Background: Fluopyram is a pesticide widely used in tomato and cucumber crops cultivation
to control fungal diseases that develop especially in environments with moderate temperatures
and high humidity, such as in a greenhouse. The pathway of fluopyram dissipation has been
monitored in cucumber and cherry tomato under greenhouse conditions.
Results: In the greenhouse trials, cherry tomato and cucumber were treated by irrigation
water with the commercial product at the manufacturer's recommended dose and double dose.

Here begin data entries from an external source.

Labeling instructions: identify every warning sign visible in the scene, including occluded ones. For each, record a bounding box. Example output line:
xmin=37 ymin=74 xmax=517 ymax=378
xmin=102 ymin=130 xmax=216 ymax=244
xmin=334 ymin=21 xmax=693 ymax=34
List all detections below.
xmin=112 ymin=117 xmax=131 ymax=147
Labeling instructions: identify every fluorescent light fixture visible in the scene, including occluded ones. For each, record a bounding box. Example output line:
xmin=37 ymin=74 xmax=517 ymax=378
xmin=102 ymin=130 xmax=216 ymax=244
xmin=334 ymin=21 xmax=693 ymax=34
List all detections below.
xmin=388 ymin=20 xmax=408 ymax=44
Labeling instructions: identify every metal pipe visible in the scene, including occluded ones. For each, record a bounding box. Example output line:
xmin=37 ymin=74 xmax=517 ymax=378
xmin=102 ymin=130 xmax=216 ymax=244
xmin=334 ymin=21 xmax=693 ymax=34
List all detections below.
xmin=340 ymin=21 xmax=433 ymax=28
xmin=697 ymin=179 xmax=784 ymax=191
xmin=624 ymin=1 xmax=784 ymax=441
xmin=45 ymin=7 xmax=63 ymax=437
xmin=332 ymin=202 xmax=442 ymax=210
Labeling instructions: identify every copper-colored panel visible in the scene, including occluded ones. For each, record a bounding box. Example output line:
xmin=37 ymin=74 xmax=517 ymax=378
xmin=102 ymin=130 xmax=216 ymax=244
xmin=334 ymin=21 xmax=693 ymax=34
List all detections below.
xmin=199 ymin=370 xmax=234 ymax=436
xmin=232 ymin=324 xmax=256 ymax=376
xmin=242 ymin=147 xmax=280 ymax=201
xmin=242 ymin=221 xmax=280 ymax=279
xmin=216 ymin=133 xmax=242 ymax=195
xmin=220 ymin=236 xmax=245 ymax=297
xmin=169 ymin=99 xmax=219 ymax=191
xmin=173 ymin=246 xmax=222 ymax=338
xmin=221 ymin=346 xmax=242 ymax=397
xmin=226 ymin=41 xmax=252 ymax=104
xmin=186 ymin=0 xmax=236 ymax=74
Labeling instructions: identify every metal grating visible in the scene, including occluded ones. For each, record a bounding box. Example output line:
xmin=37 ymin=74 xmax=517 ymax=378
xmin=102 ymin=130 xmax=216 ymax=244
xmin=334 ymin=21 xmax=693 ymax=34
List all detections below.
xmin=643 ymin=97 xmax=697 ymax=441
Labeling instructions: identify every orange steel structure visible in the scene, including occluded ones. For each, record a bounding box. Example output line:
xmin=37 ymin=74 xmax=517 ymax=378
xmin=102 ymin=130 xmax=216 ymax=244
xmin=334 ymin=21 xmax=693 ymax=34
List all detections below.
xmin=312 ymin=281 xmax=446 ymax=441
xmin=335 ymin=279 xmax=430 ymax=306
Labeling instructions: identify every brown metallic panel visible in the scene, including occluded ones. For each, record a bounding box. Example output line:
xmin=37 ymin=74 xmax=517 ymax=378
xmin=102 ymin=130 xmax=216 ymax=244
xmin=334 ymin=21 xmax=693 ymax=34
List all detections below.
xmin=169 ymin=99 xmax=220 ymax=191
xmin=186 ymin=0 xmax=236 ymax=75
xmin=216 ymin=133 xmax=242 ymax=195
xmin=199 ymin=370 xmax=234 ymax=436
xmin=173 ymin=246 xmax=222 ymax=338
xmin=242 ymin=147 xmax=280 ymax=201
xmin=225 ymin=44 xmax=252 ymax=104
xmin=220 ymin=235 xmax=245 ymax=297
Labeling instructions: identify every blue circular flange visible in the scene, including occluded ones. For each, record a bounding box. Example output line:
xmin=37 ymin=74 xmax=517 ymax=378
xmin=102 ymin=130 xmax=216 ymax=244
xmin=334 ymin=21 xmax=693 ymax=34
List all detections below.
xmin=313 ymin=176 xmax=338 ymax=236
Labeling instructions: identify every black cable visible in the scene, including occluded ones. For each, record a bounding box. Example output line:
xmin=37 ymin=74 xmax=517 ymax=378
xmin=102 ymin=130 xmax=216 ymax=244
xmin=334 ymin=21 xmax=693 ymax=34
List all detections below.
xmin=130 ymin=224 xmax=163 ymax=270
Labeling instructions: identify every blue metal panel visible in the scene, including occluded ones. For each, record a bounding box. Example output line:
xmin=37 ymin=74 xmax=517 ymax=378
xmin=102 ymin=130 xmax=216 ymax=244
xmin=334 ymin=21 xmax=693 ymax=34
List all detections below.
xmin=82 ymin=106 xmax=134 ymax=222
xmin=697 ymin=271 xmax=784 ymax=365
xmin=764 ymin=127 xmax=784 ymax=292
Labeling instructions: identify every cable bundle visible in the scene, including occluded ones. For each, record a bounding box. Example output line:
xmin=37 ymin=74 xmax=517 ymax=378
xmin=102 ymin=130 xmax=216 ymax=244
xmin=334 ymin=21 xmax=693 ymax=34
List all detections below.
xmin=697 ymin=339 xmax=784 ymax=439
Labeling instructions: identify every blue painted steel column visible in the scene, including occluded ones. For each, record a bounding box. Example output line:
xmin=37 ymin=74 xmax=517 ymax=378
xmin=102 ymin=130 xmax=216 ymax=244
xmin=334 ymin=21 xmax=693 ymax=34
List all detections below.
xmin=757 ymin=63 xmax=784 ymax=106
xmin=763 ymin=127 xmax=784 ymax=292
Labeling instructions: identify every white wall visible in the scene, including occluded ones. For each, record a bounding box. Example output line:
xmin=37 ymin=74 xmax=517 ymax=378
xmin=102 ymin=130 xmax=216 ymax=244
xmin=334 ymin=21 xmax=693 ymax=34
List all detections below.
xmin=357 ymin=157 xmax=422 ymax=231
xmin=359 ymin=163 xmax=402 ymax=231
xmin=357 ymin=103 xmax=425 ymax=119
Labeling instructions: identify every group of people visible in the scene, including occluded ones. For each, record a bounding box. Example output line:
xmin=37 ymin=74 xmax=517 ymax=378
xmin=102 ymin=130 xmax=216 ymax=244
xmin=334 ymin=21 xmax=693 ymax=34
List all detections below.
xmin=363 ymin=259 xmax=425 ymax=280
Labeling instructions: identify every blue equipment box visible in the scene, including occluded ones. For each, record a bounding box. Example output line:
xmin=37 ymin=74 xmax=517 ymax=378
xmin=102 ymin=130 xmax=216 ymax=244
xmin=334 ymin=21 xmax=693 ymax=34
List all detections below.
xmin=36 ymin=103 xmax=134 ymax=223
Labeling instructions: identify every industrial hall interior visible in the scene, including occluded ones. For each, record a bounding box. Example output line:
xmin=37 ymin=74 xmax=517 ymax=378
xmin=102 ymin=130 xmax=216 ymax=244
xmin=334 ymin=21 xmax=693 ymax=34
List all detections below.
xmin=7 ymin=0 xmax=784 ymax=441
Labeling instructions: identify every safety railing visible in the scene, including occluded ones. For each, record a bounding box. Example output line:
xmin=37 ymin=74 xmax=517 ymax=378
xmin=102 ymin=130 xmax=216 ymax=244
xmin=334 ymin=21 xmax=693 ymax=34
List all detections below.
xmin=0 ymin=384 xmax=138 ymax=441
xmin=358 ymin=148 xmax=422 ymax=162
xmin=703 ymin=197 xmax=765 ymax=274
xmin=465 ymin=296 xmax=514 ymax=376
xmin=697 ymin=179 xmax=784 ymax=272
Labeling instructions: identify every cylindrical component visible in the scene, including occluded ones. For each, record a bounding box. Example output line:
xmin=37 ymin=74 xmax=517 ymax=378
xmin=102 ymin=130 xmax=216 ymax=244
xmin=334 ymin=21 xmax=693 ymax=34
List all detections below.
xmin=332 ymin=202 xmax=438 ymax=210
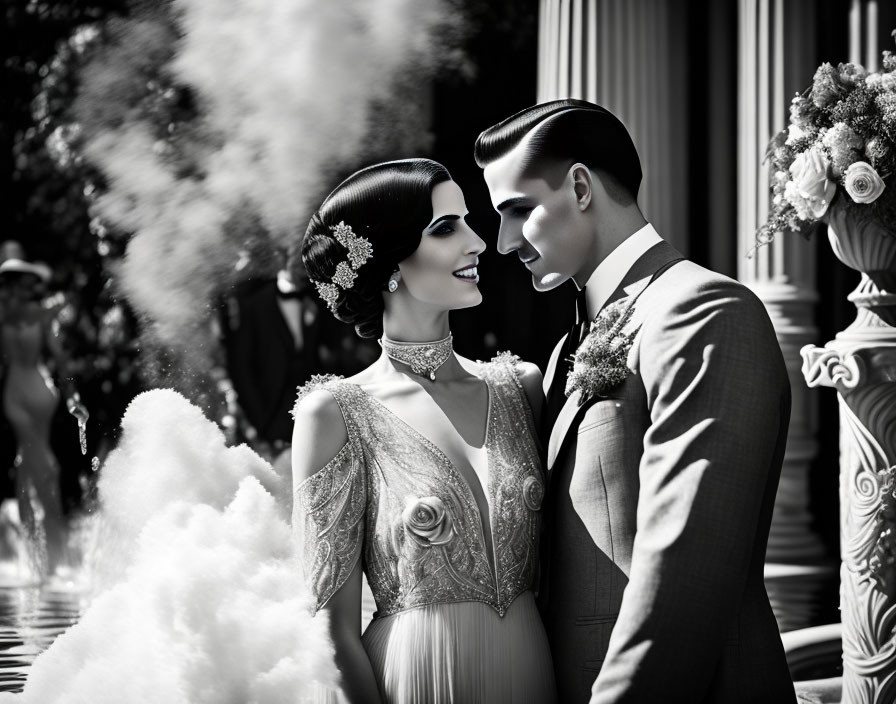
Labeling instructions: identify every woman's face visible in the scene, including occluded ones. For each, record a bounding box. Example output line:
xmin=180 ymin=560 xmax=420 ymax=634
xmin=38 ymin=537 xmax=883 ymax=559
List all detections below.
xmin=398 ymin=181 xmax=485 ymax=310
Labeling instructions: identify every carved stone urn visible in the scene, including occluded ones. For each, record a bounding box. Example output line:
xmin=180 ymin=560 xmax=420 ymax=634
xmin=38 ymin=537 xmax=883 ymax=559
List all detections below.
xmin=801 ymin=195 xmax=896 ymax=704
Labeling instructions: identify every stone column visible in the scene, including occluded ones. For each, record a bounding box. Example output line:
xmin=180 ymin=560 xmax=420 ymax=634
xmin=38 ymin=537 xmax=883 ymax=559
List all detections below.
xmin=803 ymin=205 xmax=896 ymax=704
xmin=802 ymin=0 xmax=896 ymax=704
xmin=737 ymin=0 xmax=833 ymax=630
xmin=538 ymin=0 xmax=688 ymax=254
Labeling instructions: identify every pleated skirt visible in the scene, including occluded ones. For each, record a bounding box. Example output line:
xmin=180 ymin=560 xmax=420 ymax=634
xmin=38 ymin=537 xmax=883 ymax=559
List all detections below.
xmin=362 ymin=592 xmax=557 ymax=704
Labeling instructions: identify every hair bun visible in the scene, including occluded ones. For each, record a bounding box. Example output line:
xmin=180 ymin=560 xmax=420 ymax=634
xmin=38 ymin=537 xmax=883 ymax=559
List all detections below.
xmin=302 ymin=159 xmax=451 ymax=338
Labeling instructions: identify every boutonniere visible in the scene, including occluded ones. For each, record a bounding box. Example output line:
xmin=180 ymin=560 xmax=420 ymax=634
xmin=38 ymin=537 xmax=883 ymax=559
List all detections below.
xmin=566 ymin=296 xmax=638 ymax=405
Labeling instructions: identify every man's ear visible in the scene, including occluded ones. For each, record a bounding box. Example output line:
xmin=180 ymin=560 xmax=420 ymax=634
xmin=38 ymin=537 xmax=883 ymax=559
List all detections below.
xmin=569 ymin=163 xmax=594 ymax=211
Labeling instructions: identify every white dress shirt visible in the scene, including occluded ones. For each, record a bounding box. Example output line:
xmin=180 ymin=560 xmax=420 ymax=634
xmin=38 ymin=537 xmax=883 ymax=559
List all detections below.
xmin=585 ymin=223 xmax=663 ymax=319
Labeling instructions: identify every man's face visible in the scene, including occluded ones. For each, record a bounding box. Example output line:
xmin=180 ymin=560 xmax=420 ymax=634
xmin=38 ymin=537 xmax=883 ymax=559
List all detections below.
xmin=483 ymin=140 xmax=593 ymax=291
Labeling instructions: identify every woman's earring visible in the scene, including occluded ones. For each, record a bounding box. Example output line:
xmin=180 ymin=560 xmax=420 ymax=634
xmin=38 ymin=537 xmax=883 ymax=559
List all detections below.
xmin=386 ymin=271 xmax=401 ymax=293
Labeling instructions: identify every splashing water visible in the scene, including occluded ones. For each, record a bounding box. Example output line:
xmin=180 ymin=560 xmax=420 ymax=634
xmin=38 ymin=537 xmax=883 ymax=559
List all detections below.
xmin=78 ymin=418 xmax=87 ymax=455
xmin=0 ymin=390 xmax=337 ymax=704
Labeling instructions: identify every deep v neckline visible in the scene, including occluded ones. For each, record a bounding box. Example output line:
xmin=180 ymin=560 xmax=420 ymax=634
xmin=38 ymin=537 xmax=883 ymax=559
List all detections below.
xmin=356 ymin=375 xmax=497 ymax=568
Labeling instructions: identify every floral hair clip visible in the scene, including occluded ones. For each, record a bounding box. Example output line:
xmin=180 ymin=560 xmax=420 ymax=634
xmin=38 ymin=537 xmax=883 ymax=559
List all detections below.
xmin=314 ymin=221 xmax=373 ymax=312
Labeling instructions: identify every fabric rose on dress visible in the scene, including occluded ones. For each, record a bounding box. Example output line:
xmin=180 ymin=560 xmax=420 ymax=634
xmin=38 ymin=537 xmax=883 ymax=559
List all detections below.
xmin=784 ymin=148 xmax=837 ymax=220
xmin=843 ymin=161 xmax=884 ymax=203
xmin=401 ymin=496 xmax=454 ymax=546
xmin=523 ymin=476 xmax=544 ymax=511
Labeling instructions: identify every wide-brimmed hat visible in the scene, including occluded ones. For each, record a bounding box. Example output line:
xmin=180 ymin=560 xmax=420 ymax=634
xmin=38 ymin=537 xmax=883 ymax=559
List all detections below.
xmin=0 ymin=258 xmax=53 ymax=281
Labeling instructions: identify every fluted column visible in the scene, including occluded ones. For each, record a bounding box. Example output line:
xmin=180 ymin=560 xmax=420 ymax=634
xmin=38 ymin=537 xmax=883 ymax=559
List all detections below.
xmin=737 ymin=0 xmax=832 ymax=630
xmin=538 ymin=0 xmax=688 ymax=253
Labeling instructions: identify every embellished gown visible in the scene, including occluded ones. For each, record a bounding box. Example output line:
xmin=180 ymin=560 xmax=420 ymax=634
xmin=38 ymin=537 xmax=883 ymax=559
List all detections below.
xmin=293 ymin=355 xmax=556 ymax=704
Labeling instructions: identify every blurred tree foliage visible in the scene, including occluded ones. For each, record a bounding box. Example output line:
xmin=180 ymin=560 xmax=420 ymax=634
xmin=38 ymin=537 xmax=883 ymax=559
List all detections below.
xmin=0 ymin=0 xmax=139 ymax=506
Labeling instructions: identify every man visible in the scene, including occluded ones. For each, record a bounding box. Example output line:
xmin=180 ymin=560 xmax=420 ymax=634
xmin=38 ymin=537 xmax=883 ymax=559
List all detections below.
xmin=475 ymin=100 xmax=795 ymax=704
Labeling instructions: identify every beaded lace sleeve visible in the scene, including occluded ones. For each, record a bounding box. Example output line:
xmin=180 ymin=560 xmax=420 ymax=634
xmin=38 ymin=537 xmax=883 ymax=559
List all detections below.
xmin=293 ymin=376 xmax=367 ymax=611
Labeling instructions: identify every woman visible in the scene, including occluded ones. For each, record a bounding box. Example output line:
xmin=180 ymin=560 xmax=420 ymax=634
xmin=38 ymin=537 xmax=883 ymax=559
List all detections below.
xmin=0 ymin=252 xmax=86 ymax=574
xmin=292 ymin=159 xmax=555 ymax=704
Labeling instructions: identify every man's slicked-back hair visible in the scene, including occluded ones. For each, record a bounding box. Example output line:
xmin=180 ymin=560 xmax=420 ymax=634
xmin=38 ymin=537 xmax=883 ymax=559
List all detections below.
xmin=473 ymin=98 xmax=641 ymax=199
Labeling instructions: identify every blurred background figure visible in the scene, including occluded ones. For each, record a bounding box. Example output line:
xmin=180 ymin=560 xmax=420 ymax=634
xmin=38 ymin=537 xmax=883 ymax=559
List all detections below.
xmin=222 ymin=252 xmax=376 ymax=470
xmin=0 ymin=241 xmax=87 ymax=574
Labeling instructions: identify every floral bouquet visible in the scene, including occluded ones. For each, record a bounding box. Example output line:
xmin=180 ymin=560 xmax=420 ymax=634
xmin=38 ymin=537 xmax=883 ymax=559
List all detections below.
xmin=757 ymin=46 xmax=896 ymax=244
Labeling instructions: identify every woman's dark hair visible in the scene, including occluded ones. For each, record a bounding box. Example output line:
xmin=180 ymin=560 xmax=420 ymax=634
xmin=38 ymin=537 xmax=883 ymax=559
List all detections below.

High-resolution mass spectrometry (HRMS) coupled to ultra-high performance liquid
chromatography (UHPLC) has been selected as technique to obtain the identification of
fluopyram and metabolites. The fate of fluopyram in greenhouse tomato and cucumber was
investigated over 44 days. The metabolic pathway of fluopyram was: in a first step there was
a primary transformation to fluopyram-7-hydroxy and fluopyram-8-hydroxy, isomeric
compounds, and in a second phase to fluopyram-benzamide and fluopyram-pyridylcarboxylic acid. The behavior of fluopyram does not fit any type of kinetic classical model of
Conclusions: Greenhouse trials revealed that the fluopyram is a very persistent compound,
and their terminal residues do not exceed MRL at the end of the study.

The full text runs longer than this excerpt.